Drugmakers and insurers may be concerned about the going price of drugs, but a recent report by the Pharmacy Benefit Management Institute indicates that employers are not actively encouraging staff to pursue lower-cost options when it comes to specialty medications.

Walgreens Specialty Pharmacy, which sponsored the 2014 report, noted in the introduction that the survey of 337 US employers included some surprises, such as the tidbit that “just 7% of respondents reported modifying their benefit design to encourage use of lower-cost sites of care during the previous year.”

The institute also found that 33% of polled employers thought retail pharmacies were better at helping specialty medication patients tap into co-payment assistance programs and that only 39% thought their PBM tracked specialty drug spend.

Additional findings indicate a deeper dissonance between cost consciousness—a top-line concern for consumers and healthcare providers, according to a recent Manhattan Research report—and what it means to be cost-conscious when the term “specialty medication” comes into the mix, which, according to the PBMI report, includes an average cost of around $3,000 a month per patient, or around 30% of total drug expense. PBMI expects this cost will only rise, and projects that specialty medications will account for more than 50% of total drug costs within the next four or five years.

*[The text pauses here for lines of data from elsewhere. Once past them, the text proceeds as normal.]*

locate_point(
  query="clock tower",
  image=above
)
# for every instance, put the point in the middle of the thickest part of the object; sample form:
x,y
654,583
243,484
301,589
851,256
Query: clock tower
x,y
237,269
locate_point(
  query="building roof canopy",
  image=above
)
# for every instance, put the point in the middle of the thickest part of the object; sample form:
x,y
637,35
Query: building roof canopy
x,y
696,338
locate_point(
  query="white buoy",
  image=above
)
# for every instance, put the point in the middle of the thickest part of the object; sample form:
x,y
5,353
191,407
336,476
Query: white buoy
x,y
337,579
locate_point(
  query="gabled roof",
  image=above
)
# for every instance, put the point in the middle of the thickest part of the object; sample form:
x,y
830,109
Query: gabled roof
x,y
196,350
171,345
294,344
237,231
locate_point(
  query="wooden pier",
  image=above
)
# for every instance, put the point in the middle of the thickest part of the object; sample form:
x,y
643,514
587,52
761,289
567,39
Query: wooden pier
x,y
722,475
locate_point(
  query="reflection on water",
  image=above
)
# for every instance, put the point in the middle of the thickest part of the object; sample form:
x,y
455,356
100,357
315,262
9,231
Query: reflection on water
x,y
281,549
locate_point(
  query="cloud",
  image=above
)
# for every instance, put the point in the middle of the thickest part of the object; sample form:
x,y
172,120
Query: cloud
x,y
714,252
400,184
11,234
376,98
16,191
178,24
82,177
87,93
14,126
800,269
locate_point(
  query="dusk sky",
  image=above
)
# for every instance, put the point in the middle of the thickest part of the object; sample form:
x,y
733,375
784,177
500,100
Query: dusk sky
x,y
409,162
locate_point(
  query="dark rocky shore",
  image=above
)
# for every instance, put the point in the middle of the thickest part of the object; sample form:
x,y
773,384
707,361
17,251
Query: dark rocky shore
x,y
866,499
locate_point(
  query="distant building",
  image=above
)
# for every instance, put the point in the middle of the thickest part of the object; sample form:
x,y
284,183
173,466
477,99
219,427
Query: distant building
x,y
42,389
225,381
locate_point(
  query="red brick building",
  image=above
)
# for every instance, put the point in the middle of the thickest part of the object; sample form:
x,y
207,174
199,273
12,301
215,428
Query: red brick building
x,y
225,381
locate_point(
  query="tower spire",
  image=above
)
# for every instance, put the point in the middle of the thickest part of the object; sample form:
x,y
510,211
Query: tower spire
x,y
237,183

PMBI says employers have not completely ignored cost-limiting measures and that both small and large companies are increasingly leaning on strategies such as prior-authorization and step therapy to contain expenses. Data talliers found, for example, that 74% of smaller employers had step-therapy requirements in 2013 compared to 57% in 2012 and that both smaller and larger employers are likely to have separate cost-sharing requirements for specialty medications.

Unsurprisingly, employers are interested in adherence, and PBMI says that the majority of the surveyed employers —62%—were able to track adherence and persistency outcomes of their specialty medication patients (distinct from the 39% who did not think their PBM tracked specialty medication spend), a metric that is becoming of increasing importance with healthcare reform and the rise of accountable care organizations.

PBMI’s survey also shows that the cost/benefit optic does not mean employers assume lookalike drugs are going to help pare back costs and notes that employers have an accurate view of the impact biosimilars may or may not have on their cost structure. Only 15% of surveyed employers said they expect biosimilars will lead to substantial savings, whereas 36% “project a marginal reduction in cost.”